Challenges of Working with 425M Steel:

  • Hardness: Due to its hardness, it is more difficult to create a suitable shape compared to other softer steels.
  • Heat Treatment: Achieving the desired hardness and toughness during heat treatment requires precise control of temperature and timing. Inadequate heat treatment can result in suboptimal blade performance.
  • Wear on Tools: The hardness of this steel can cause increased wear on cutting tools, such as drills, milling cutters, or grinding wheels.
  • Brittleness: Due to its moderator hardness and wear resistance, it can also be relatively brittle compared to some other steels. So it may be more prone to chipping or cracking under heavy impact or stress.
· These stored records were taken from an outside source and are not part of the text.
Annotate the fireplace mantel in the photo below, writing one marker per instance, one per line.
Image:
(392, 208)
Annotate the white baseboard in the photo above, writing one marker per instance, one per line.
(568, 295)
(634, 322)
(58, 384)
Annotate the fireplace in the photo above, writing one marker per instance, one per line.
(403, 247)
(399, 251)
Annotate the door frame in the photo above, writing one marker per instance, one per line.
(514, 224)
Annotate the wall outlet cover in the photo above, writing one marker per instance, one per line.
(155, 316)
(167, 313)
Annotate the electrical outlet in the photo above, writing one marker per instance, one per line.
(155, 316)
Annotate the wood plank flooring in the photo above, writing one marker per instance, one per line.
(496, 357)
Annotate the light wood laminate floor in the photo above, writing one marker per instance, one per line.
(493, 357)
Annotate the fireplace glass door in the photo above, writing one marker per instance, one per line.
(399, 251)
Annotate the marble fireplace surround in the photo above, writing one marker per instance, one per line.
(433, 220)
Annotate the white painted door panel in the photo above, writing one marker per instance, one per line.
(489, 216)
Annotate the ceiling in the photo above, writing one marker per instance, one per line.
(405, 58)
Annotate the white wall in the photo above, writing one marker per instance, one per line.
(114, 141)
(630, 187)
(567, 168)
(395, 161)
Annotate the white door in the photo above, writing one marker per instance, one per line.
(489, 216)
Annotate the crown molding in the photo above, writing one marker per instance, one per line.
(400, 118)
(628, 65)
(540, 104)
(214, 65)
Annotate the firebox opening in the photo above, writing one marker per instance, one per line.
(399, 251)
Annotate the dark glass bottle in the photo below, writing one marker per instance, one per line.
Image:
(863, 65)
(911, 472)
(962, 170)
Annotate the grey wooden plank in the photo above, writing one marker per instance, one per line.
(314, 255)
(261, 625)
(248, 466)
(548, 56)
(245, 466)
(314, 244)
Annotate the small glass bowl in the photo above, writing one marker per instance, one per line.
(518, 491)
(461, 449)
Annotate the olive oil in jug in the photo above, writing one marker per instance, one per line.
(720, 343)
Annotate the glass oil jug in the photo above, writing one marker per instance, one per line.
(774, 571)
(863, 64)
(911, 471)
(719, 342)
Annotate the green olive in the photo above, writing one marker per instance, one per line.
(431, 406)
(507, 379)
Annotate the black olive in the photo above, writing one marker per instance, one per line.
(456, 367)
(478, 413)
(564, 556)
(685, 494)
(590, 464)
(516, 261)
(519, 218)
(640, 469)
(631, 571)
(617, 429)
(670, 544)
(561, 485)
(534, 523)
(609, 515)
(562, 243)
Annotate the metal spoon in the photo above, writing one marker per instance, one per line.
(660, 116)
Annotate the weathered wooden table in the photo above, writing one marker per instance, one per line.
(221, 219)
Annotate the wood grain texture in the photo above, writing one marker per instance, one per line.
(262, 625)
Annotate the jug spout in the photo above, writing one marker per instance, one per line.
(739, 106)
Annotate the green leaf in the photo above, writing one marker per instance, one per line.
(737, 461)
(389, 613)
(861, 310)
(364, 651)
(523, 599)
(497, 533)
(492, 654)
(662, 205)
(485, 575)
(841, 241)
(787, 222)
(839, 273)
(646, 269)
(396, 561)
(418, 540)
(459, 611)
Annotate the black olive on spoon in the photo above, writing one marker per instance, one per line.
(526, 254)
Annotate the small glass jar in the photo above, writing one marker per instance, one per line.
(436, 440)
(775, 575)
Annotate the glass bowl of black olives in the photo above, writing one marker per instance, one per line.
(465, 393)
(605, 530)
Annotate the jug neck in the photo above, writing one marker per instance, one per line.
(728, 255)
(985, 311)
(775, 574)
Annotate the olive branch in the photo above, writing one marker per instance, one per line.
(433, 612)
How to Overcome These Challenges?

  • Use appropriate tools and techniques: Work with high-quality tools specifically designed for working with hardened steels and employ appropriate cutting speeds, feeds, and coolant/lubrication during machining operations.
  • Seek professional guidance: If you’re new to working with this steel, consider seeking guidance from experienced knife makers, machinists, or professionals familiar with this steel.
  • Take care during heat treatment: Pay close attention to the recommended heat treatment process. Follow precise temperature and timing guidelines to achieve the desired hardness and toughness.
  • Practice good tool maintenance: Regularly inspect and maintain cutting tools. Sharpen or replace them as necessary to ensure efficient and effective cutting performance. Using sharp tools reduces the risk of damage to both the tool and the steel.

425M steel vs. other steels:

425m vs 420hc

Compared to 420hc stainless steel, 425M steel offers better wear resistance and edge retention. It also has a higher chromium content that provides slightly better corrosion resistance. However, 420hc steel may be easier to work with due to its lower hardness.

425M vs. 440C

440C stainless steel is another popular choice for knife blades. While both steels offer similar hardness and corrosion resistance, 440C generally provides better wear resistance and edge retention. However, 425M steel may be easier to sharpen and more cost-effective.

Is 425M Steel a Good Knife Steel?

Yes. 425M steel is a good knife steel for those who are looking for a budget-friendly. Due to its high corrosion resistance, the knives made from this steel are suitable for humid or wet environments. But if you want to buy this knife steel for hunting or camping, then it may not satisfy you with its edge retention. In this case, buying other high-end knife steel would be the better option. However, if you are a beginner, then this steel is a good choice.


Overall, 425M steel is great steel with excellent corrosion resistance and high machinability. So it is commonly used in knife crafting. While it may not have the highest performance characteristics compared to premium steels, it provides a cost-effective option for those seeking a dependable knife steel without excessive costs. Besides it is suitable to use in humid conditions such as the kitchen.